Overhead, the storm grew, expanding in a flood as it fed off Res’s energy. Lightning snapped down on the blockade ships, shattering wood and sending soldiers screaming over the edge. Flames erupted to life, their hunger fed by Res’s power. The rain turned to shards of hail.

I searched the melee for Razel, but she’d vanished from the main deck.

An arrow clipped Res’s wing and sliced open my arm.

Res screamed as our pain flooded the link, and he turned erratically. Unprepared, I tumbled out of the saddle, seizing one stirrup at the last moment.

The wind buffeted me as Res tried to pull up, but my weight pulled him off balance, the line of the stirrup crossing over his wing and impeding his flight.

Razel stood high on the quarterdeck, my bow drawn with the second arrow she’d plucked from the ship’s side. Kiva rushed toward her, sword drawn, but she wouldn’t be fast enough.

Razel aimed for Res’s heart.

I didn’t think.
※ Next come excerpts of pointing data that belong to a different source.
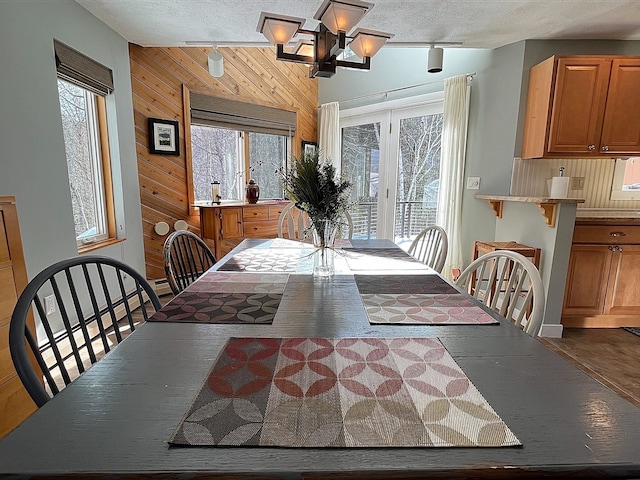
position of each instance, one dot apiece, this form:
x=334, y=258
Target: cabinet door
x=578, y=105
x=623, y=292
x=230, y=223
x=621, y=127
x=588, y=272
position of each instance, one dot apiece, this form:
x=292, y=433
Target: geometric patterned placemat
x=339, y=392
x=207, y=307
x=424, y=309
x=264, y=260
x=382, y=259
x=235, y=282
x=399, y=284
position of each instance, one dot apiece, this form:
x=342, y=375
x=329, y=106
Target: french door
x=392, y=157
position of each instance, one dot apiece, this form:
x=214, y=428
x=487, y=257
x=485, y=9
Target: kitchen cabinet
x=225, y=226
x=602, y=288
x=15, y=402
x=583, y=106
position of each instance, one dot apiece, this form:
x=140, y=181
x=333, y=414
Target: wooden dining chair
x=294, y=224
x=84, y=307
x=510, y=285
x=430, y=247
x=186, y=258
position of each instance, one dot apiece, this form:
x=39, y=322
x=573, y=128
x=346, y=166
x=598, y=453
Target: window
x=232, y=142
x=232, y=157
x=82, y=87
x=391, y=154
x=626, y=179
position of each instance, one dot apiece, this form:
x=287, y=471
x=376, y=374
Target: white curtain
x=454, y=141
x=329, y=134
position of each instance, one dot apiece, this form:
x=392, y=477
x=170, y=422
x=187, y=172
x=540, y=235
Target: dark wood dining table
x=115, y=420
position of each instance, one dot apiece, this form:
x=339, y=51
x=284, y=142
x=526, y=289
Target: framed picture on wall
x=163, y=137
x=309, y=148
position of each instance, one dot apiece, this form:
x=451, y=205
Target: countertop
x=515, y=198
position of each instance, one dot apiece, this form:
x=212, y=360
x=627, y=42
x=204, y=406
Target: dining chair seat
x=186, y=258
x=430, y=247
x=510, y=285
x=84, y=307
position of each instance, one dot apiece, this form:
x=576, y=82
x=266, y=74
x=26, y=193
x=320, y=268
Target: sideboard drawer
x=255, y=213
x=260, y=229
x=607, y=234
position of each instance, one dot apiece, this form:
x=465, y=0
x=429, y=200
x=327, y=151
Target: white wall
x=32, y=156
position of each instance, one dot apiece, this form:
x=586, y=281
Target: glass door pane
x=418, y=146
x=361, y=147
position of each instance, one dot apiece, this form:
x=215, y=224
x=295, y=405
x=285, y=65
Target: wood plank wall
x=157, y=77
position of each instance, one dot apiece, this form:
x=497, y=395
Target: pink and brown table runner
x=222, y=297
x=417, y=299
x=339, y=392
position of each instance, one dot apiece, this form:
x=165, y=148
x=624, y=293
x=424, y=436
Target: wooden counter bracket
x=549, y=211
x=496, y=205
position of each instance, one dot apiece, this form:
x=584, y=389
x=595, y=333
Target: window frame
x=96, y=110
x=186, y=102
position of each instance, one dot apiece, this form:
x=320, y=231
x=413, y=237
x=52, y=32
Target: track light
x=434, y=63
x=216, y=63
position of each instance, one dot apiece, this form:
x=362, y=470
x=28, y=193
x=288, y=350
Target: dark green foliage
x=316, y=189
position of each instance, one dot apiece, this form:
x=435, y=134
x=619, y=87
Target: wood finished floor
x=610, y=355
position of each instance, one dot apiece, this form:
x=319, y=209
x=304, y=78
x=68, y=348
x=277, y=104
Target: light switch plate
x=49, y=304
x=473, y=183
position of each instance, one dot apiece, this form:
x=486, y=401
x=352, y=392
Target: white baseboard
x=161, y=287
x=551, y=331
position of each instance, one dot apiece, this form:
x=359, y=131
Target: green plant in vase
x=315, y=188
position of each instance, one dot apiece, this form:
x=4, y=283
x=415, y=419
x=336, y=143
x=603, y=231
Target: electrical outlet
x=49, y=304
x=473, y=183
x=577, y=183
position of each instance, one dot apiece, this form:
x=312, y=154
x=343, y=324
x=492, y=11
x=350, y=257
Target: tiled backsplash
x=529, y=178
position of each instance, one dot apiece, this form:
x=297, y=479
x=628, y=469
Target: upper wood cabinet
x=583, y=106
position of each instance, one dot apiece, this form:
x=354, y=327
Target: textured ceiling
x=473, y=23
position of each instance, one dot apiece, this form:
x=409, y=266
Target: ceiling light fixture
x=328, y=40
x=434, y=61
x=216, y=63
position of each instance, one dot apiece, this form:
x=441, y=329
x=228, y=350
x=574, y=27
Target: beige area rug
x=339, y=392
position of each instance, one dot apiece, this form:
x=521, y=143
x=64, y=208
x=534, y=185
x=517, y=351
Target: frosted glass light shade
x=434, y=63
x=341, y=15
x=216, y=63
x=279, y=29
x=366, y=43
x=305, y=48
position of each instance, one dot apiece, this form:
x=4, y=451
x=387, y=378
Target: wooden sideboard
x=225, y=226
x=15, y=402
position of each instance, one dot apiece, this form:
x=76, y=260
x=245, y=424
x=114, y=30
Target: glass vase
x=324, y=235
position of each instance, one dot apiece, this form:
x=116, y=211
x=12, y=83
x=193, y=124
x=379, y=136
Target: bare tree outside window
x=419, y=152
x=82, y=146
x=266, y=157
x=218, y=154
x=215, y=156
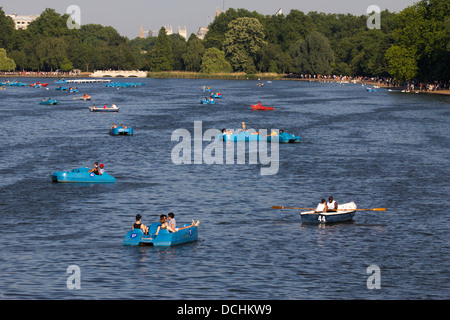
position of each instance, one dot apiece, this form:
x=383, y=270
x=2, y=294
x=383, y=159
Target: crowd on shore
x=380, y=81
x=36, y=74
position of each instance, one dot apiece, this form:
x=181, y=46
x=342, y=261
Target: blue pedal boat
x=248, y=136
x=345, y=212
x=49, y=102
x=285, y=137
x=121, y=131
x=136, y=237
x=241, y=136
x=81, y=175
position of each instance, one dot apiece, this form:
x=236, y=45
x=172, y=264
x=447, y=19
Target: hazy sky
x=126, y=15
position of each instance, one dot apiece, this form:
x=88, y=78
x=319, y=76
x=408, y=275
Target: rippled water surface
x=379, y=149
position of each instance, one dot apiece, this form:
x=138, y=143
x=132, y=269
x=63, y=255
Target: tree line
x=411, y=44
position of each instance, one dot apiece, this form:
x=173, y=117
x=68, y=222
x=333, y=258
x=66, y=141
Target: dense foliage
x=413, y=43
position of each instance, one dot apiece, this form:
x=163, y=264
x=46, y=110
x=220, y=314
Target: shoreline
x=232, y=76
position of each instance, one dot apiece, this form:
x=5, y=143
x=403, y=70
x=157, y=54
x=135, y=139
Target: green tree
x=242, y=41
x=50, y=24
x=272, y=59
x=161, y=56
x=51, y=53
x=178, y=49
x=421, y=29
x=6, y=64
x=192, y=58
x=402, y=63
x=214, y=61
x=313, y=55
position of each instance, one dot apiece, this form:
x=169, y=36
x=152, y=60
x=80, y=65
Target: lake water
x=378, y=149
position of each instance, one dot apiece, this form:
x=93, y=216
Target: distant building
x=22, y=22
x=202, y=31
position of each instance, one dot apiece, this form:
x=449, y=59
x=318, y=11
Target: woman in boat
x=173, y=224
x=331, y=204
x=322, y=206
x=139, y=225
x=95, y=169
x=101, y=170
x=164, y=224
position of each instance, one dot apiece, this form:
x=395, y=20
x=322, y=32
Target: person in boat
x=331, y=204
x=139, y=225
x=322, y=206
x=173, y=224
x=95, y=169
x=164, y=224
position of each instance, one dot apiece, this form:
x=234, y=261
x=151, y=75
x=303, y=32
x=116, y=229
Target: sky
x=126, y=16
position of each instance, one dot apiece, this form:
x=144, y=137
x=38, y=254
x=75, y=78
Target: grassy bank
x=223, y=76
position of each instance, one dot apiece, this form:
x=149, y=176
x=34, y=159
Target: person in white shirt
x=322, y=206
x=331, y=204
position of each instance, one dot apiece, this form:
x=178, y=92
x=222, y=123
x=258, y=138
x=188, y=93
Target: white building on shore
x=22, y=22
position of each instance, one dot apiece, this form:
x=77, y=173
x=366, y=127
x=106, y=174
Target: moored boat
x=208, y=101
x=285, y=137
x=258, y=107
x=345, y=212
x=39, y=85
x=49, y=102
x=81, y=175
x=164, y=238
x=92, y=109
x=282, y=137
x=121, y=131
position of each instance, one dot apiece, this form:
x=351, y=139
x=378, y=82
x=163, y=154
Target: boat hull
x=136, y=237
x=81, y=175
x=261, y=108
x=119, y=131
x=91, y=109
x=247, y=136
x=345, y=212
x=49, y=102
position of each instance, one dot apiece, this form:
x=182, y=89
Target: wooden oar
x=374, y=209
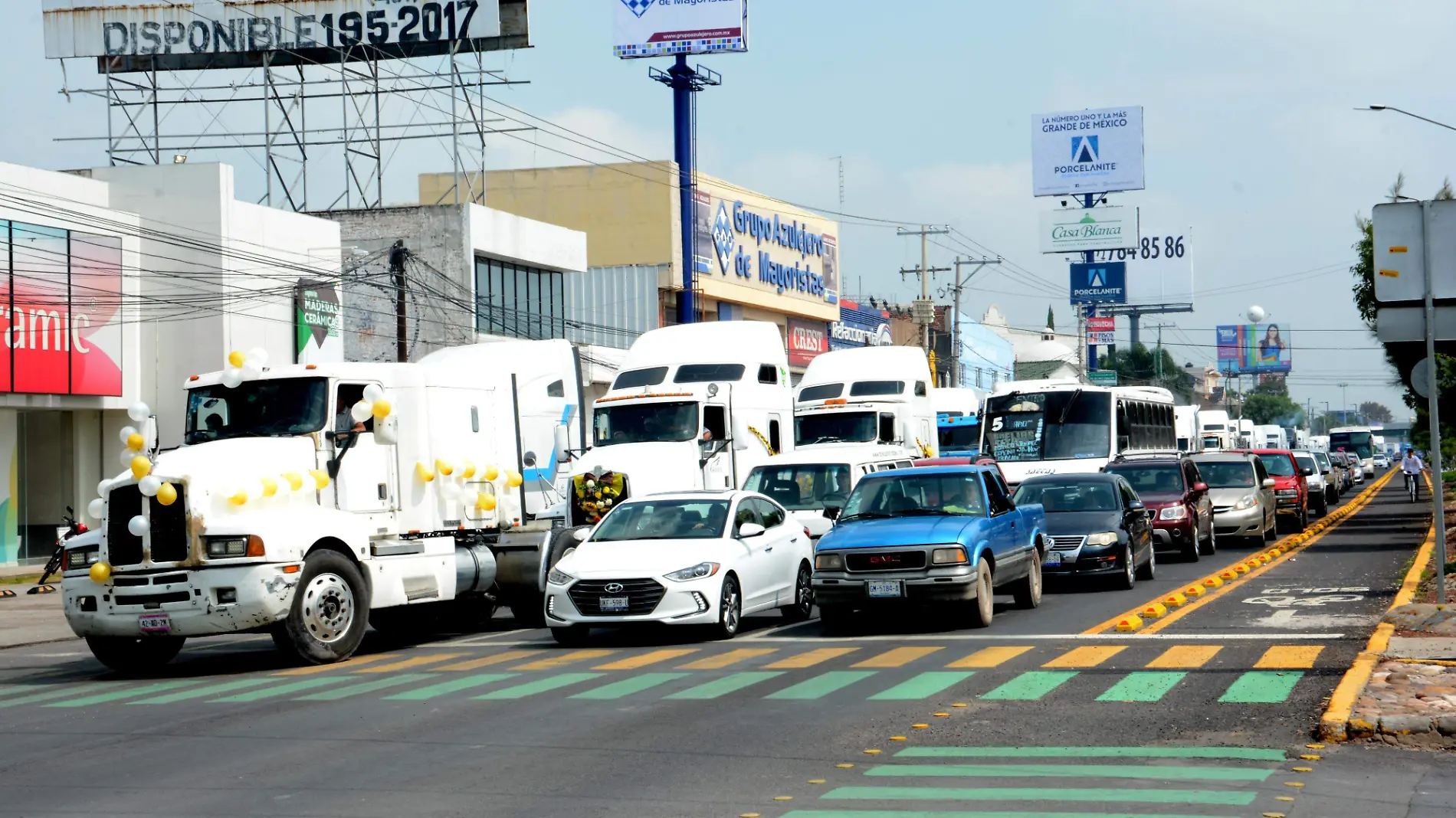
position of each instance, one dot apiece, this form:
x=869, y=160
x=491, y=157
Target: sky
x=1252, y=140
I let go.

Res’s piercing cry filled the air. I felt his power erupt a moment before I struck the water and everything went dark.

Twelve

My vision swarmed back in a flash of images. Dark water closing overhead. Snapping, flickering light. A shadow looming over me.

My lungs screamed for air, and I inhaled reflexively, but only water rushed in.
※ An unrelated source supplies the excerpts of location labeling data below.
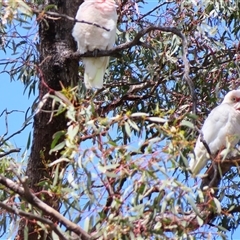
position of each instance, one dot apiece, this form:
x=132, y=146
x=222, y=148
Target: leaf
x=58, y=147
x=187, y=124
x=139, y=114
x=127, y=129
x=133, y=125
x=157, y=119
x=218, y=205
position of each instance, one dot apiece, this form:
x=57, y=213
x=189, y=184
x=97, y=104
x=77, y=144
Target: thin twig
x=35, y=201
x=34, y=217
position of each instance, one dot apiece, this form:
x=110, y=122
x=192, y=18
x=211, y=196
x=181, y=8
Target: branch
x=35, y=201
x=34, y=217
x=136, y=41
x=9, y=152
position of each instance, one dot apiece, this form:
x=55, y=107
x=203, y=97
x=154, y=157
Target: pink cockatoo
x=221, y=127
x=97, y=31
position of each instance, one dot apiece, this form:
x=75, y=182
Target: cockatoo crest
x=97, y=31
x=221, y=127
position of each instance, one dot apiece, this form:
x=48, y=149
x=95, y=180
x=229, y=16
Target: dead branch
x=30, y=216
x=26, y=194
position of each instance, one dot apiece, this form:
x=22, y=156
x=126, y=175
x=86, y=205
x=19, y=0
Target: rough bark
x=56, y=42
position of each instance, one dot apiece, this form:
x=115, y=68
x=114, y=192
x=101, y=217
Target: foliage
x=126, y=146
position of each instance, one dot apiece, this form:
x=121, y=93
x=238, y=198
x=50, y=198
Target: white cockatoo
x=222, y=126
x=96, y=31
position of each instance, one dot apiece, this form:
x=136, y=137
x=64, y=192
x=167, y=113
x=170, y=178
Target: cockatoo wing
x=94, y=71
x=98, y=31
x=222, y=125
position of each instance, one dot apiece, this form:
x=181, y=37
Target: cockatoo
x=95, y=31
x=222, y=126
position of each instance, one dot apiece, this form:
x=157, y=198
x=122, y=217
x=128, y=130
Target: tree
x=113, y=163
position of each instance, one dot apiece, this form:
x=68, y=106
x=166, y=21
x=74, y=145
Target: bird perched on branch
x=95, y=29
x=220, y=130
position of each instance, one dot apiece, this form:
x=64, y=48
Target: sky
x=12, y=97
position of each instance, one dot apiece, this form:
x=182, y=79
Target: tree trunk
x=56, y=42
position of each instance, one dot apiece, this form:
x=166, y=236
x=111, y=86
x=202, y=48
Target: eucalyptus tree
x=113, y=163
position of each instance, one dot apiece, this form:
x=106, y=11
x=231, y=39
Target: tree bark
x=56, y=42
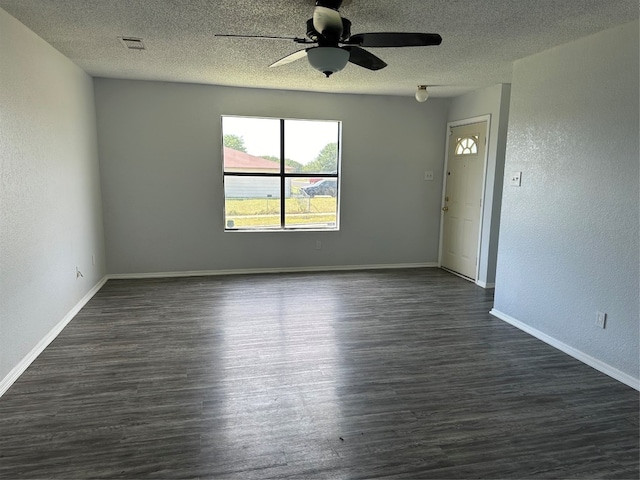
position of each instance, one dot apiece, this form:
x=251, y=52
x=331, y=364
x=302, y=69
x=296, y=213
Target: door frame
x=450, y=125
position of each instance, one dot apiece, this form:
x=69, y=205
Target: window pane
x=313, y=203
x=252, y=202
x=251, y=145
x=312, y=145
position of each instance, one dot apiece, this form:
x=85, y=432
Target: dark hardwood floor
x=369, y=374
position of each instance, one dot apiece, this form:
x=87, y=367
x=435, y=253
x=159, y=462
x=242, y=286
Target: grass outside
x=265, y=212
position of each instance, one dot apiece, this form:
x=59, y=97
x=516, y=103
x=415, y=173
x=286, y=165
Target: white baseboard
x=569, y=350
x=19, y=369
x=206, y=273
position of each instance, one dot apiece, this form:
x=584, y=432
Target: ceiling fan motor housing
x=315, y=36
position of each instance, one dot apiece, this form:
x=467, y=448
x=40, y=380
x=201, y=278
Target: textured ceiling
x=481, y=39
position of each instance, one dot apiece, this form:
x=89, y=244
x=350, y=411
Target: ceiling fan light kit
x=336, y=46
x=328, y=60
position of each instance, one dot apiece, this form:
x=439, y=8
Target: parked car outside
x=328, y=186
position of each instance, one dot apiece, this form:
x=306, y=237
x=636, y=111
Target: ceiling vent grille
x=132, y=43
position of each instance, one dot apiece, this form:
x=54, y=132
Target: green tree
x=326, y=161
x=234, y=141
Then a pair of strong arms seized me. Disoriented, I was aware only of the heat and pressure of an embrace and the strange, weightless feeling of being hoisted from the water. But those arms never let go.
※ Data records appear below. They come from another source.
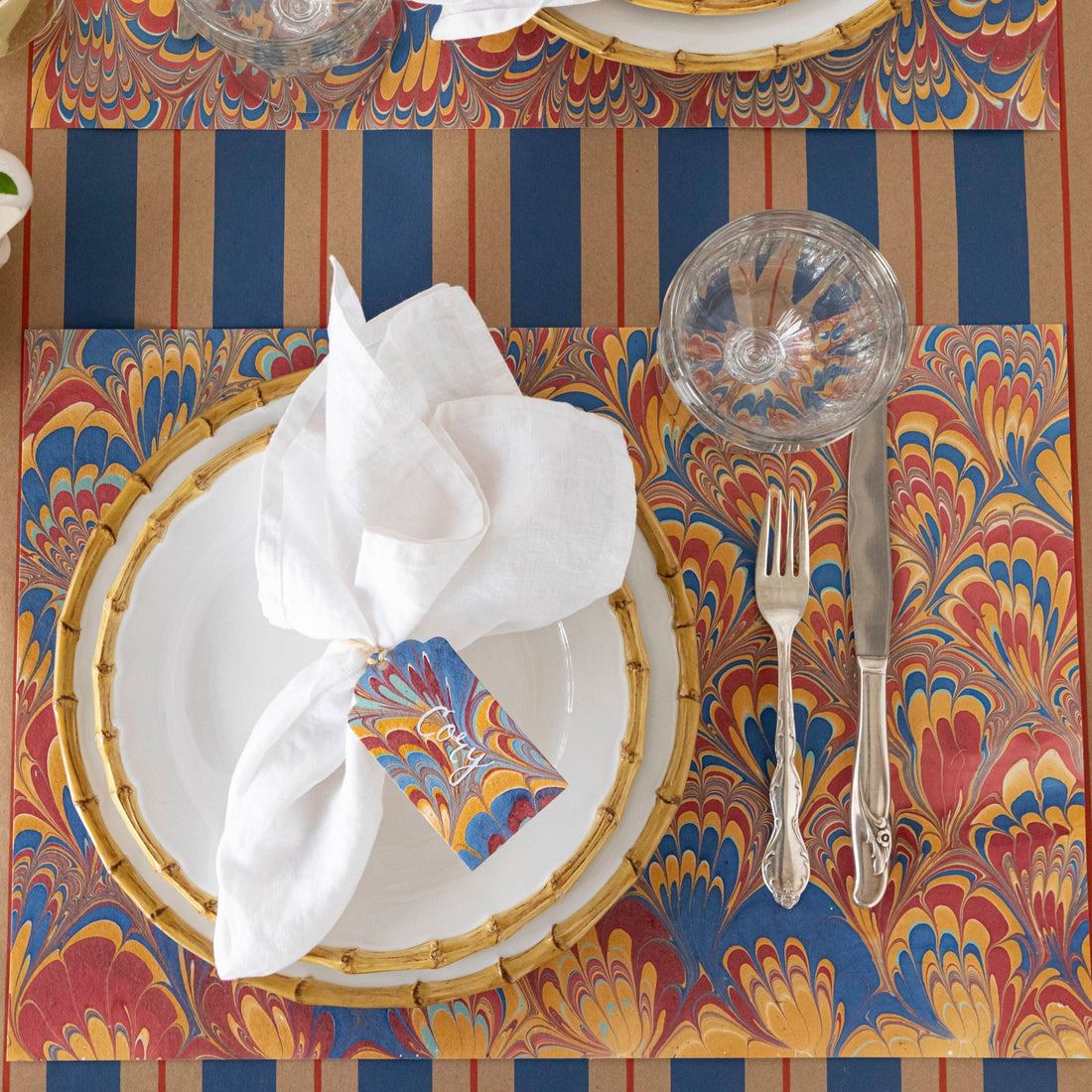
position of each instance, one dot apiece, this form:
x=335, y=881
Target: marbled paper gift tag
x=450, y=746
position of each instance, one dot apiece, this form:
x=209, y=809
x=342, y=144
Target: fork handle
x=785, y=869
x=871, y=803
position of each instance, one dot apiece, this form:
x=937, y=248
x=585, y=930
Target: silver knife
x=871, y=596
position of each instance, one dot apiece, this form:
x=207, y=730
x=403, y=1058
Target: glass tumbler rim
x=871, y=265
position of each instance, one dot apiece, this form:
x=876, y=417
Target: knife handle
x=871, y=804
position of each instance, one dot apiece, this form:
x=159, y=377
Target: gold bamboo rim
x=308, y=990
x=429, y=953
x=847, y=33
x=711, y=7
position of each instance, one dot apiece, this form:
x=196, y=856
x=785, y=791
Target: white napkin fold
x=408, y=491
x=476, y=19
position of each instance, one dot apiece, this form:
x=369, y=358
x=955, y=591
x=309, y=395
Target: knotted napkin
x=410, y=490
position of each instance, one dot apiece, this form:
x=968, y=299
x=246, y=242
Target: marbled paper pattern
x=943, y=65
x=981, y=945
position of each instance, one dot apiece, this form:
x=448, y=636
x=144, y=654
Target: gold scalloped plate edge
x=842, y=35
x=308, y=990
x=427, y=954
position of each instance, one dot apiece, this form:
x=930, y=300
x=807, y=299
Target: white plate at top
x=197, y=663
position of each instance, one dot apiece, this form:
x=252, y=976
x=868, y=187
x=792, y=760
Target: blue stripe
x=83, y=1076
x=395, y=1074
x=1035, y=1074
x=854, y=1074
x=706, y=1074
x=238, y=1076
x=992, y=227
x=545, y=226
x=842, y=179
x=396, y=246
x=552, y=1076
x=248, y=248
x=100, y=227
x=694, y=193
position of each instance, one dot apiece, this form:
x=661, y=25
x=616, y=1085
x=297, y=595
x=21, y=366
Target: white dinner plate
x=197, y=662
x=684, y=42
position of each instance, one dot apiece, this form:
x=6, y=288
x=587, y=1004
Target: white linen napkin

Someone rolled me over the railing, and I hit the deck hard. Turning, I coughed up water and tried to choke down air to my burning lungs.

Then the ship pitched, and someone tumbled atop me.

I wheezed at the sudden weight, shoving at the solid form that had pinned me. My fingers curved around a muscled waist, pushing at the same time as the person sat back, his knees on either side of my hips.

Ericen stared back, blue eyes bright with concern. And…was the bastard smiling?

My heart tore in a hundred different directions. A rush of things rose to the tip of my tongue, but before I could pick one, a screech rent the air.

We both looked up.

Perched atop the broken remains of the mainmast at the center of the ship, wings spread wide, was Res. His body crackled with electricity as the storm surged around him, wind spiraling out to catch the debris of the ship, sending splintered wood and discarded blades into a vicious spin.

Below him, the battle had waned. Kiva slid her sword free from the chest of the last Illucian soldier. The rest of the crew ducked for cover from the rising storm as Samra screamed orders over the howling wind, yelling at me to make him stop.

A flash of gold—then Razel was sprinting for the ship’s edge. A soldier flung a rope to her, and she grabbed it. With one final, furious glance at me, she swung to the safety of the other ship. The ropes were cut, and the roiling ocean thrust us apart.

One by one, the feathers from the tip of Res’s beak to the edge of his tail hardened into metal. The wood began to creak around his claws, pulling up from the deck. The masts bent and groaned, cracking like splintering bones.

At Res’s back, a dark mass gathered, swirling like a turning disk.

“Is that—” A crash of thunder cut off the rest of Ericen’s words.

I gaped at the forming storm. Estrel had told me stories of storm crows powerful enough to create hurricanes on their own.

She’d never said how to make them stop.